Because we wanted to analyze Dorian and his speech patterns, none of the techniques we delved into in depth were fitting for our purposes. So, thanks to Professor David’s guidance, we turned to Rolling Stylometry as our principal technique for our analysis and planned on incorporating sentiment analysis, our idea’s chief inspiration. However, Professor David turned our attention to something we have recklessly forgotten: Dorian is not only an MC, but also a poet. Not only that, but he also courteously distributed his coloring poetry book to our class. So we decided to extract text from scanned images of his book and then using OCR, putting together a beautiful mixture of raw material to work with.
At this point, we have become very invested in Dorian’s speech that it felt fitting to just primarily focus on the stylistic elements of his conversationalist and poetic voice rather than enlarge the analysis to address the structure of the episodes.

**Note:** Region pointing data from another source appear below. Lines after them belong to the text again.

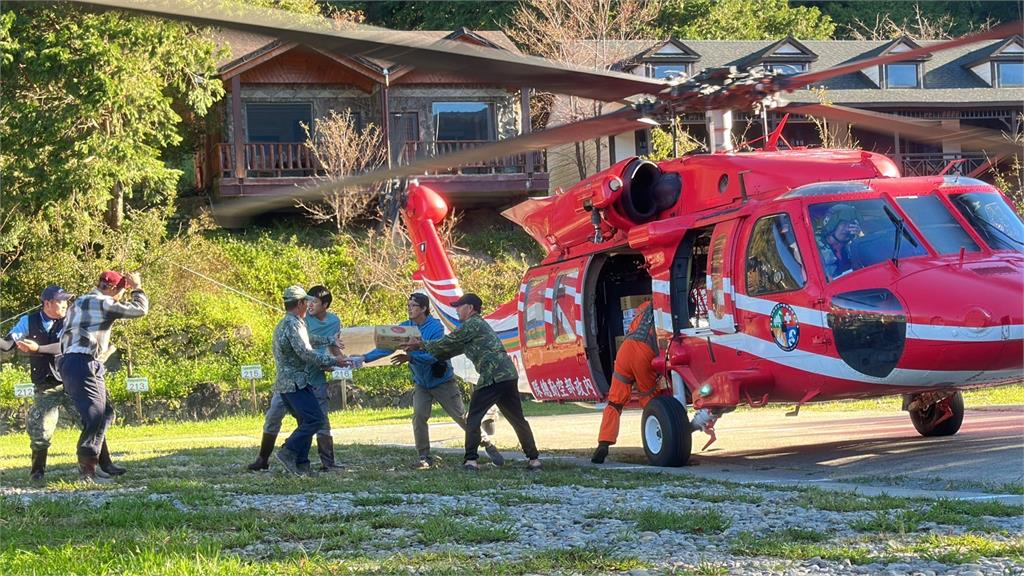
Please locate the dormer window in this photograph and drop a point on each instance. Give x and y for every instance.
(785, 68)
(902, 75)
(906, 74)
(671, 58)
(1000, 65)
(668, 70)
(1010, 74)
(785, 56)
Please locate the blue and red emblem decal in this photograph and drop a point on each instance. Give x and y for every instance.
(784, 327)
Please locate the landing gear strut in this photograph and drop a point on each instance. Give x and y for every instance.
(936, 413)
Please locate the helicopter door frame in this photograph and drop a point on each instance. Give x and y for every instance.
(554, 357)
(721, 291)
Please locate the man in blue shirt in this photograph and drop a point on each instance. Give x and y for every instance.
(325, 325)
(433, 379)
(38, 334)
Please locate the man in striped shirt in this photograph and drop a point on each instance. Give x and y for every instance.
(85, 344)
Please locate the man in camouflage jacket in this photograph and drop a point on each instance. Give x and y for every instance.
(498, 382)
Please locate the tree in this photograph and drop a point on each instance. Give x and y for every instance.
(857, 19)
(742, 19)
(485, 14)
(586, 33)
(342, 150)
(90, 103)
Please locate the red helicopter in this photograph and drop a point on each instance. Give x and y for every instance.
(776, 276)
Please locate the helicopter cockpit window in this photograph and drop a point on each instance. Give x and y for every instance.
(934, 220)
(534, 306)
(856, 234)
(563, 306)
(992, 218)
(773, 259)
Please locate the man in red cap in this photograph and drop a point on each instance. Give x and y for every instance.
(85, 344)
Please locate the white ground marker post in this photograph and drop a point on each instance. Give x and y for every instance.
(252, 372)
(24, 392)
(137, 384)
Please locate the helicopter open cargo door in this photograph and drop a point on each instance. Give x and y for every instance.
(552, 332)
(720, 289)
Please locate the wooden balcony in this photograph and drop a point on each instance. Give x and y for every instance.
(273, 168)
(927, 164)
(267, 160)
(527, 162)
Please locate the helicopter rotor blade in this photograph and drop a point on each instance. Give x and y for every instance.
(613, 123)
(791, 83)
(923, 131)
(485, 65)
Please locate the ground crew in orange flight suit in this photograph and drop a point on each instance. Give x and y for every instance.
(632, 367)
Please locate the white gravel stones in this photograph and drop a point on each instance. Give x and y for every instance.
(578, 519)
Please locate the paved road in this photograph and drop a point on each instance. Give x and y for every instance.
(865, 448)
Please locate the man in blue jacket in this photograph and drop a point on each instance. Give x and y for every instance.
(433, 379)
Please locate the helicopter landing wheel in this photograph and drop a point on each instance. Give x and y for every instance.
(942, 418)
(666, 433)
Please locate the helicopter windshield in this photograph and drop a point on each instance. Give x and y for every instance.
(993, 219)
(856, 234)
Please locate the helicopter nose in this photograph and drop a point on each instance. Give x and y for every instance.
(966, 318)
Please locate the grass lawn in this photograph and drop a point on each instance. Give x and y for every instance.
(187, 506)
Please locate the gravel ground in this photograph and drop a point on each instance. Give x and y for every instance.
(568, 517)
(577, 521)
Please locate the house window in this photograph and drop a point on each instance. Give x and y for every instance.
(278, 122)
(785, 68)
(463, 121)
(901, 76)
(665, 70)
(1010, 74)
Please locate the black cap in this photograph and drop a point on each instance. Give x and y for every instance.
(471, 299)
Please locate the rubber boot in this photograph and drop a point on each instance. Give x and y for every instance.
(38, 465)
(265, 449)
(107, 464)
(87, 470)
(325, 448)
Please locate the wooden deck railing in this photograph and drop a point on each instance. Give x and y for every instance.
(296, 160)
(268, 160)
(519, 163)
(927, 164)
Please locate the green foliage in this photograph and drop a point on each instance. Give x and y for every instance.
(742, 19)
(433, 15)
(963, 15)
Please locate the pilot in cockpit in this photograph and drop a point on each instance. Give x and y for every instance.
(840, 227)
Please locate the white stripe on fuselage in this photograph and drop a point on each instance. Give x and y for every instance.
(835, 367)
(913, 331)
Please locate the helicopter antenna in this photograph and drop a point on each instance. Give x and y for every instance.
(742, 186)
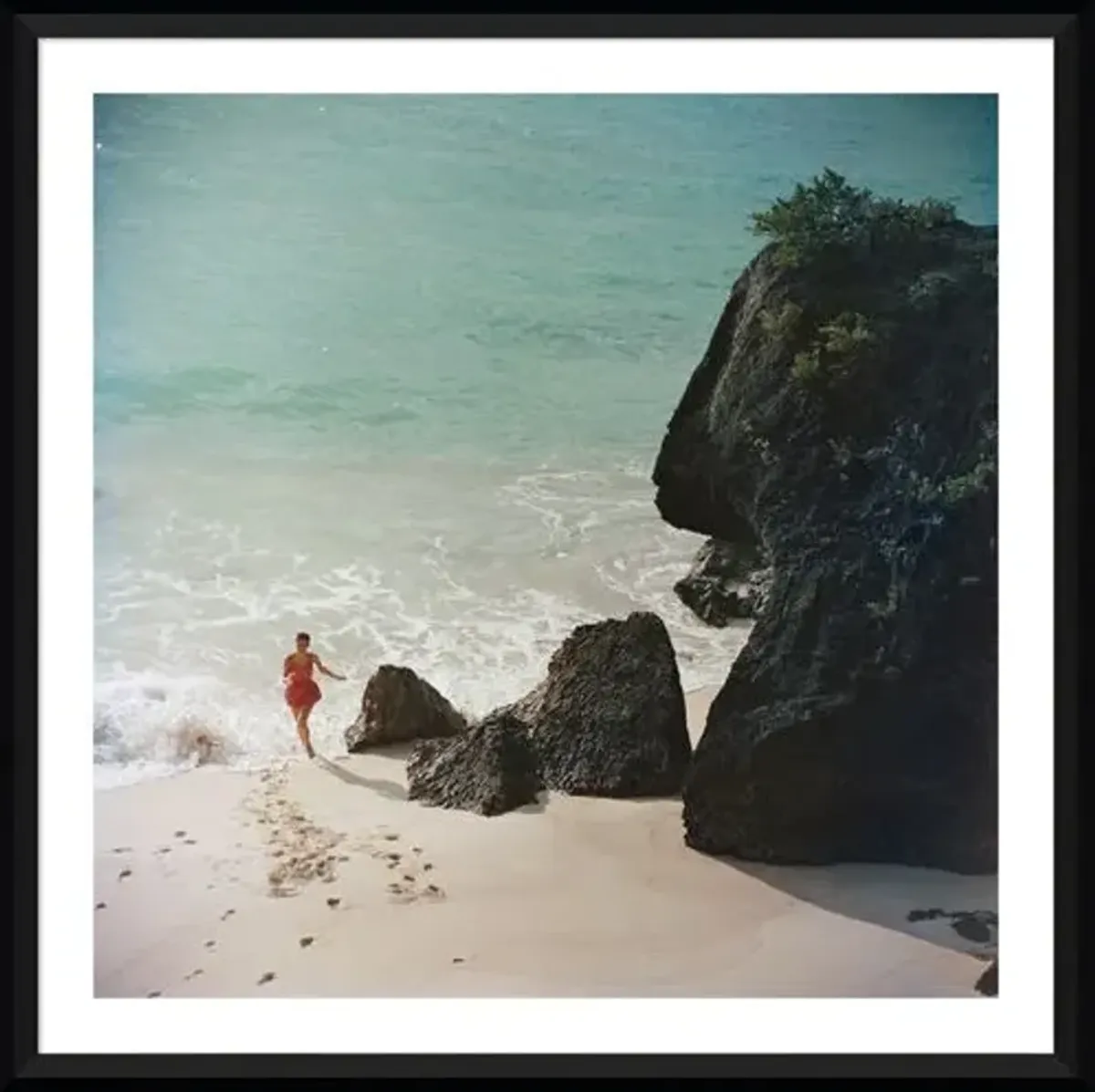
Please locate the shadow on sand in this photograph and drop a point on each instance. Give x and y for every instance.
(382, 786)
(537, 806)
(946, 910)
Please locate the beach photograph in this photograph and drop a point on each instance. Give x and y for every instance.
(546, 546)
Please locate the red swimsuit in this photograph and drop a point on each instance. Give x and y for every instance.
(301, 691)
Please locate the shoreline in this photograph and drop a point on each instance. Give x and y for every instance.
(322, 876)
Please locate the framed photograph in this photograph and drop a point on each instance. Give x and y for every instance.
(545, 545)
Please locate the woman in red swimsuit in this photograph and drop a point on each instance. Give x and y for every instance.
(301, 691)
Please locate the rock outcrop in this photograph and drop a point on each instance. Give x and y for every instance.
(399, 707)
(724, 583)
(490, 768)
(988, 983)
(843, 421)
(609, 720)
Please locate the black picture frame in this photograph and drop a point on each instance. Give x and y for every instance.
(21, 740)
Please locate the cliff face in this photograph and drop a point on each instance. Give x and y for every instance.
(843, 421)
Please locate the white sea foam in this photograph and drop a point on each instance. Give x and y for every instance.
(475, 597)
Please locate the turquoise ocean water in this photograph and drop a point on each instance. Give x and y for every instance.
(394, 369)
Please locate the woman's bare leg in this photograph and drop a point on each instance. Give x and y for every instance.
(302, 730)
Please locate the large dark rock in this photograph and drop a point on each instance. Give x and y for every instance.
(989, 983)
(609, 719)
(398, 707)
(860, 722)
(724, 583)
(490, 768)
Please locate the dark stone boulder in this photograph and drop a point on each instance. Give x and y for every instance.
(726, 581)
(609, 719)
(988, 983)
(843, 421)
(399, 707)
(490, 768)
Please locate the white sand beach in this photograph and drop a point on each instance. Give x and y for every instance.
(320, 879)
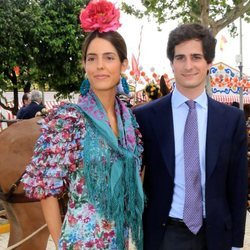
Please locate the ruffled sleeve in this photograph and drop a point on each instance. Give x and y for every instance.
(57, 153)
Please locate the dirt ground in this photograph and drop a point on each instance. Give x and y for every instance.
(50, 246)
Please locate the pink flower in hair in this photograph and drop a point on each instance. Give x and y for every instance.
(100, 15)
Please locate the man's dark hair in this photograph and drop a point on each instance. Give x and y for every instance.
(186, 32)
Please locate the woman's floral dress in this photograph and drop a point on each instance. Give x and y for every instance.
(56, 166)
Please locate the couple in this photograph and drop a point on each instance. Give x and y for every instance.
(94, 150)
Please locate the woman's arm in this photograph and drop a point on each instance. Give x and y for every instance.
(51, 212)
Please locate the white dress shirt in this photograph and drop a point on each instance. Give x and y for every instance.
(180, 112)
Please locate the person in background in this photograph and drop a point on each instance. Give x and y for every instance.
(92, 150)
(195, 156)
(35, 105)
(235, 104)
(26, 101)
(163, 86)
(152, 91)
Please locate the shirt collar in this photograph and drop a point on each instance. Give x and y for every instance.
(178, 99)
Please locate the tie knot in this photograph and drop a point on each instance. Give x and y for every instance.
(191, 104)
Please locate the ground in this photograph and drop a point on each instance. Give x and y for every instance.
(4, 237)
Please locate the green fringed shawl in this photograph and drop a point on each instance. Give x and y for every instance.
(111, 171)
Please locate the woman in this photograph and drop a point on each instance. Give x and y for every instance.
(93, 150)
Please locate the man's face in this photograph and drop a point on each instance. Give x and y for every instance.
(190, 68)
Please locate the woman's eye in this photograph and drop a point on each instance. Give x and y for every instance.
(89, 59)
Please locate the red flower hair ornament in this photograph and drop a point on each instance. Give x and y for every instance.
(101, 16)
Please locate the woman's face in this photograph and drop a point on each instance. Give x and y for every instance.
(103, 65)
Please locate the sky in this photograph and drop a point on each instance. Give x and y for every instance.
(152, 52)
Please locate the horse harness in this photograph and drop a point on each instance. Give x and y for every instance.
(12, 197)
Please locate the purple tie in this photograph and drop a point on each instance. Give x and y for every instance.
(192, 214)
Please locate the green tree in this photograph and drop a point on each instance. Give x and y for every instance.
(43, 38)
(59, 45)
(18, 21)
(216, 14)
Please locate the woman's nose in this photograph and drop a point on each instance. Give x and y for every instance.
(100, 64)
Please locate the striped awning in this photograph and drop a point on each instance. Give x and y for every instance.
(230, 98)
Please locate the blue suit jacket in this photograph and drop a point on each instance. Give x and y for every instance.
(226, 172)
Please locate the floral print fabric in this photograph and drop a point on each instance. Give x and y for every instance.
(57, 166)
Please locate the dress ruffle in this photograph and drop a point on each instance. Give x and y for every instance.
(57, 153)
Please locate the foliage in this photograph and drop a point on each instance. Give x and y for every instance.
(40, 45)
(59, 45)
(17, 24)
(216, 14)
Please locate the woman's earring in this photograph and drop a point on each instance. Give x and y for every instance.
(122, 87)
(84, 89)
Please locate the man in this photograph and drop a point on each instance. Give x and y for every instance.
(195, 179)
(26, 101)
(35, 106)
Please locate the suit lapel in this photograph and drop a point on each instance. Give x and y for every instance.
(163, 129)
(215, 129)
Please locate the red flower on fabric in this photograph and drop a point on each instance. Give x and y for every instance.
(100, 15)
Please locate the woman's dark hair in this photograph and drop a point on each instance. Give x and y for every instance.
(186, 32)
(113, 37)
(25, 97)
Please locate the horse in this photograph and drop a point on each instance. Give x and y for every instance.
(16, 148)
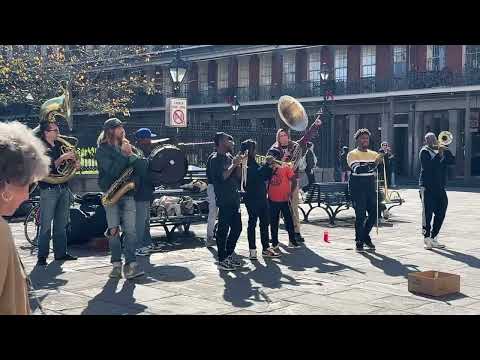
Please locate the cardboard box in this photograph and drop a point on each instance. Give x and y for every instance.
(434, 283)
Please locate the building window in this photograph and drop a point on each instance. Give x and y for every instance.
(368, 61)
(314, 63)
(435, 57)
(399, 60)
(265, 70)
(289, 68)
(222, 74)
(341, 64)
(203, 76)
(243, 73)
(472, 57)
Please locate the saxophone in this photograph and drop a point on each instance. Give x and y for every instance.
(122, 185)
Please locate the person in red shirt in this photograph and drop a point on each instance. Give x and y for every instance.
(280, 190)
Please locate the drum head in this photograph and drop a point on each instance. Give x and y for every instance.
(168, 165)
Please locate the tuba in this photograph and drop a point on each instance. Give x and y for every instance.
(61, 106)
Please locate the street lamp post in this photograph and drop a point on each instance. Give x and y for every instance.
(328, 89)
(235, 107)
(178, 69)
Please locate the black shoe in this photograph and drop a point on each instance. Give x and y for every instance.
(67, 257)
(299, 237)
(359, 247)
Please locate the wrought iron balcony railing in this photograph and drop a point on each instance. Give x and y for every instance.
(412, 80)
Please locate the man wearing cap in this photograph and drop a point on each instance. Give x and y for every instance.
(54, 198)
(225, 173)
(144, 194)
(114, 155)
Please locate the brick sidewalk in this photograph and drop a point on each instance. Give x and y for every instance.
(319, 278)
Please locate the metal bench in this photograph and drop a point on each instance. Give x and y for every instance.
(331, 197)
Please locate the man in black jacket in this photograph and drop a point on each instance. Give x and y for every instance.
(434, 159)
(114, 155)
(144, 190)
(256, 200)
(225, 173)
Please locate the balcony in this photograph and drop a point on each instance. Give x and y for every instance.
(411, 81)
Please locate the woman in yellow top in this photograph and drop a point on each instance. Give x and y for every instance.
(363, 163)
(22, 163)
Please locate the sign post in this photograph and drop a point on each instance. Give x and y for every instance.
(176, 113)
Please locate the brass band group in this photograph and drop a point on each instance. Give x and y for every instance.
(127, 177)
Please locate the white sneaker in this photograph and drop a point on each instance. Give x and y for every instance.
(132, 271)
(210, 242)
(428, 243)
(437, 244)
(116, 272)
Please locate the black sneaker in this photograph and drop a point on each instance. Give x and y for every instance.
(359, 248)
(225, 265)
(299, 237)
(67, 257)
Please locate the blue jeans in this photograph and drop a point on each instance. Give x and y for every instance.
(142, 223)
(54, 206)
(122, 214)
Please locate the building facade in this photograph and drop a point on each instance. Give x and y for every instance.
(399, 92)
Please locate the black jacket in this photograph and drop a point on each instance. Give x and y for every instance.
(433, 172)
(256, 190)
(111, 164)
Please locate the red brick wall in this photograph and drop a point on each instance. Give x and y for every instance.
(353, 63)
(212, 73)
(454, 57)
(384, 61)
(233, 72)
(301, 64)
(326, 56)
(193, 78)
(420, 57)
(254, 69)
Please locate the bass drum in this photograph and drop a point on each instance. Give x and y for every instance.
(168, 165)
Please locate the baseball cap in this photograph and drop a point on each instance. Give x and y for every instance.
(112, 123)
(144, 133)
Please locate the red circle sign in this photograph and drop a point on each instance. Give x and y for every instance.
(178, 117)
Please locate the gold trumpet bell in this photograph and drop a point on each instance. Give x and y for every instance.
(292, 113)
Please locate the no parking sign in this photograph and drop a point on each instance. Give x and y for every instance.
(176, 112)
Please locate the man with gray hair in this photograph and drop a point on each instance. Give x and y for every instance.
(434, 159)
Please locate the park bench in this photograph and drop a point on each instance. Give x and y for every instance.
(331, 197)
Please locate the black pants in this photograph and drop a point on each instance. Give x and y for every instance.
(435, 202)
(228, 219)
(275, 209)
(364, 199)
(257, 212)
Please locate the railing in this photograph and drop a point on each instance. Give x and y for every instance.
(411, 81)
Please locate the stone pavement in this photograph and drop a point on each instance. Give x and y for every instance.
(319, 278)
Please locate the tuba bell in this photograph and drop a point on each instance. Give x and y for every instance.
(61, 106)
(292, 113)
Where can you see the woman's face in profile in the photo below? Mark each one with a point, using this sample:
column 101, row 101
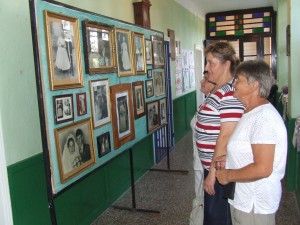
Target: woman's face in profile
column 215, row 68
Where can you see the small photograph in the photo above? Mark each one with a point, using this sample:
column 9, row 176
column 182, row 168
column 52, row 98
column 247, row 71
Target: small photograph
column 159, row 83
column 81, row 104
column 63, row 49
column 152, row 116
column 122, row 114
column 158, row 51
column 163, row 111
column 124, row 52
column 149, row 52
column 75, row 149
column 139, row 53
column 103, row 143
column 149, row 73
column 100, row 99
column 100, row 55
column 149, row 88
column 63, row 108
column 138, row 99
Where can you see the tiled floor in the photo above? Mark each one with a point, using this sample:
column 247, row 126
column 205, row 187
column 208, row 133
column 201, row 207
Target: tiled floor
column 171, row 194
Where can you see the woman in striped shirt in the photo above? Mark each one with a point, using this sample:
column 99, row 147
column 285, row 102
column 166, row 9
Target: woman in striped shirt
column 216, row 119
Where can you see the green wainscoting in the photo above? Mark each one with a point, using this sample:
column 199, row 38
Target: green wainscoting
column 293, row 162
column 84, row 201
column 28, row 192
column 184, row 109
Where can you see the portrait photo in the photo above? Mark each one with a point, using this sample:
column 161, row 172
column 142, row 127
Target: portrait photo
column 138, row 99
column 149, row 88
column 163, row 111
column 159, row 83
column 148, row 52
column 152, row 116
column 81, row 104
column 158, row 53
column 75, row 149
column 139, row 51
column 149, row 73
column 100, row 55
column 63, row 108
column 124, row 52
column 122, row 114
column 64, row 54
column 103, row 143
column 100, row 100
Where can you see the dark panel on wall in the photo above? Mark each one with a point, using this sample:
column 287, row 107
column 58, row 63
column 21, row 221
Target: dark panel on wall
column 183, row 110
column 190, row 108
column 28, row 192
column 291, row 158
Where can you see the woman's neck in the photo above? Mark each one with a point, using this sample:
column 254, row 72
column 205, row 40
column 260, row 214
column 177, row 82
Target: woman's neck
column 254, row 104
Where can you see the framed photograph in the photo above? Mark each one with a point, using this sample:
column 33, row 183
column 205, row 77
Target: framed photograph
column 177, row 48
column 149, row 73
column 122, row 114
column 100, row 101
column 159, row 83
column 149, row 52
column 158, row 53
column 138, row 99
column 163, row 111
column 139, row 53
column 99, row 51
column 75, row 149
column 171, row 35
column 149, row 88
column 81, row 104
column 63, row 108
column 63, row 49
column 124, row 52
column 103, row 143
column 152, row 115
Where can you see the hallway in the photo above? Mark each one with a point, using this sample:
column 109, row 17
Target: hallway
column 171, row 193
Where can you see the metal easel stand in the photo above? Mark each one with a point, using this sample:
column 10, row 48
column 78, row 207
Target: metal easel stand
column 134, row 208
column 184, row 172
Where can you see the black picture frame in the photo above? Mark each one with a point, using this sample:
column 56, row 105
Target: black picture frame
column 103, row 144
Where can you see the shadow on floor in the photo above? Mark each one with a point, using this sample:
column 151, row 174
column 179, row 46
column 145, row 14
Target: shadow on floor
column 171, row 193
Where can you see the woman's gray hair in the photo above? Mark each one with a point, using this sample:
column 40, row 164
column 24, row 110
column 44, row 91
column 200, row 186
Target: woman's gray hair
column 257, row 70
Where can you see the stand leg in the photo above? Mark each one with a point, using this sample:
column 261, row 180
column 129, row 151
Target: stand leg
column 168, row 159
column 133, row 191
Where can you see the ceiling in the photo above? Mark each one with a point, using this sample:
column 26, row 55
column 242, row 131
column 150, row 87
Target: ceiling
column 202, row 7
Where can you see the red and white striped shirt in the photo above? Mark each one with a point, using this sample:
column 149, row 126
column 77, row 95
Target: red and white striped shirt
column 219, row 107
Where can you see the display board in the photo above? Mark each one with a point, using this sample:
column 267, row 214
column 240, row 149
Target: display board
column 101, row 87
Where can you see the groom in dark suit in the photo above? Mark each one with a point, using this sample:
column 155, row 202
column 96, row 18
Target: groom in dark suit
column 84, row 149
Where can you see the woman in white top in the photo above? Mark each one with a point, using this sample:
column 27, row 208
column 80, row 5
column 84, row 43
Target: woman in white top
column 256, row 151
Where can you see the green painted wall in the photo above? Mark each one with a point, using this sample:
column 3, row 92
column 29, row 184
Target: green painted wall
column 282, row 59
column 83, row 202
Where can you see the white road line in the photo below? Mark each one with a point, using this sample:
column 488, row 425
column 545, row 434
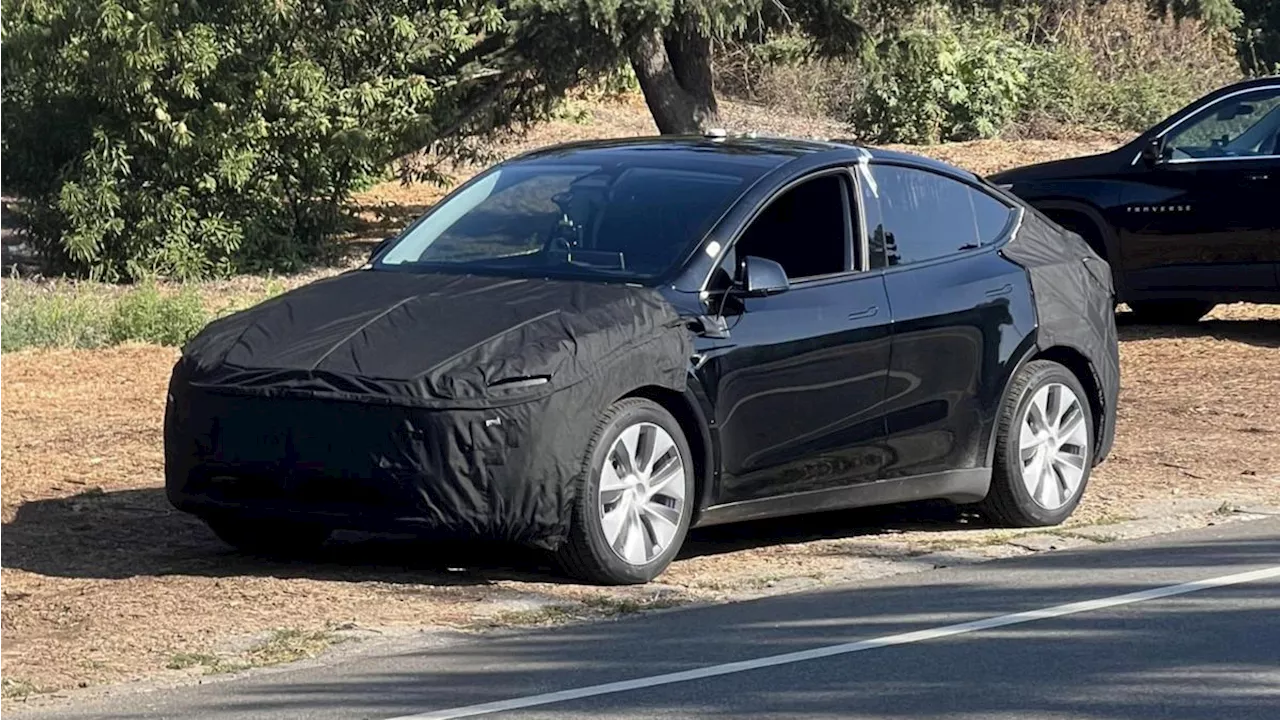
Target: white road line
column 846, row 648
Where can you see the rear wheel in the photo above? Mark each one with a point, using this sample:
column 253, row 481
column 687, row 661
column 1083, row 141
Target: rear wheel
column 1171, row 311
column 634, row 506
column 268, row 537
column 1043, row 451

Because the process of preparing the data for rolling stylometry involved active listening and reading to separate Dorian speech from the rest of the transcriptions, we engaged a lot with different forms of reading: distant, close, and speed. This way, we not only reflected on how far we have come in the course, but also witnessed course concepts synergistically interacting in real time.
In the analysis process, I was mainly working with the rolling stylometry packages, while Arshiya worked with OCR and performed distant reading using AntConc. One of the most difficult challenges I faced was to get the model to work; we had initially wanted to work with two methods from the package: .classify() and .delta(), but only the former worked. Another challenge was corpus creation. Because we had to be meticulous about when Dorian was speaking to insert the milestone tag into the text, we spent an aggregate 4-6 hours listening to/reading the transcription, which was very cumbersome. Not to mention the added difficulty of working with the rawness of both the audio and the OCR transcriptions.
One of the highlights of this process for me personally was presenting our findings to Dorian – after all, our project was the only specifically investigating him. His elaborate feedback and his suggestions for possible practical applications, as well as his thought-provoking questions, showed us how much he personally cared about, not only our project, but all the other projects in the class. Interacting with him personalized the project for me and from that class on, Arshiya and I had double the motivation to produce an expansive cumulative project from which Dorian could potentially gain insight and use practically. Another highlight was seeing how much can one learn from project based learning – we had essentially integrated a technique that was not fully covered in class time and managed to make it our primary method of analysis!
All in all, the process was involved and fulfilling, providing an invigorating conclusion to a semester of attempting to truly understand what it means to read like a computer.
Ready for grading!
Date: 16th December 2021